IV Techniques Flashcards
Data Aggregation
Data expressed in summary form. Reduces the quality and value of the data, but also eliminates the connection between the data and individuals.
Frequency vs magnitude data
With frequency, all individuals contribute equally. With magnitude, contributions are unequal.
Differential privacy
Ensure aggregated data is useful but nonspecific enough to avoid identifiers. Achieved using an algorithm.
Differential identifiability
Improves on differential privacy by setting parameters for the algorithm generating noise.
Deidentification
Technique for preventing someone’s identity from being connected to their personal information.
Anonymization (deidentification)
Direct and indirect identifiers are removed, and mechanisms have been implemented to prevent reidentification.
Pseudonymization (deidentification)
Replaces individual identifiers (like names) with numbers, letters, symbols or some combination thereof. This ensures data points aren’t directly associated with a specific individual.

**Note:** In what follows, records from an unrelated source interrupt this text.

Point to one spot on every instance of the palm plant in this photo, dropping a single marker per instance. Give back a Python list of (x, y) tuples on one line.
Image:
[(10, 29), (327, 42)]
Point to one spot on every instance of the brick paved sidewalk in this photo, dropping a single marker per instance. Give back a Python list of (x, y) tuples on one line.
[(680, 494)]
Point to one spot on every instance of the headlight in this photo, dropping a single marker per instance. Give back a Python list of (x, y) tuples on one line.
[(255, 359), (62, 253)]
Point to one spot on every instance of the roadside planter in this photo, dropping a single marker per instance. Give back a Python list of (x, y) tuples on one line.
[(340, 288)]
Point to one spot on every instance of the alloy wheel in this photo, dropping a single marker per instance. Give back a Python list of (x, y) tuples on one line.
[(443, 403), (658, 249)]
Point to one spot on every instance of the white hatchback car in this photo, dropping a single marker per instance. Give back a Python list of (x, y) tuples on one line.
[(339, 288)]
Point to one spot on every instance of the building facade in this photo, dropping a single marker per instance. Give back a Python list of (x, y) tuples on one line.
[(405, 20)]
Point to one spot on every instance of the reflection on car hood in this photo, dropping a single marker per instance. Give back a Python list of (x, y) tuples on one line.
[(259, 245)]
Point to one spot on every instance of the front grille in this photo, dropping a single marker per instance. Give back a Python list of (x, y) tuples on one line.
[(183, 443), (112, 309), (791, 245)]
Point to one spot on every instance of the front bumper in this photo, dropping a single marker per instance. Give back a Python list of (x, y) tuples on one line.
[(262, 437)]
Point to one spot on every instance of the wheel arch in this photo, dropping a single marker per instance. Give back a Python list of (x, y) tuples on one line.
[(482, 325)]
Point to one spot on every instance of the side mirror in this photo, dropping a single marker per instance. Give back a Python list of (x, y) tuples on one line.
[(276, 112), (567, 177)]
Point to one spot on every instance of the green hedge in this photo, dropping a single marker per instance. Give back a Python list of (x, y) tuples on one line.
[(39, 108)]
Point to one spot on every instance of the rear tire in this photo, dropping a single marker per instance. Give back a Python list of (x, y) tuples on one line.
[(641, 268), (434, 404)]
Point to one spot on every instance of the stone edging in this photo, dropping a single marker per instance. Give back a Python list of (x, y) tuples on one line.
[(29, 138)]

k-anonymity, l-diversity, t-closeness
Three techniques developed to reduce the risk of anonymity of data being compromised by someone that combines it with known info to make assumptions about the data.
k-anonymity
Creates generalized, truncated or redacted “quasi-identifiers” as replacement for direct identifiers (like names). “k” number of individuals in the data set will share the same identifier.
l-diversity
Builds on k-anonymity by requiring at least “l” distinct values in each group of k records when it comes to sensitive attributes.
t-closeness
Extends l-diversity by reducing the granularity of data in a data set.
tokenization
System of de-identifying data through the use of random tokens as stand-ins for meaningful data.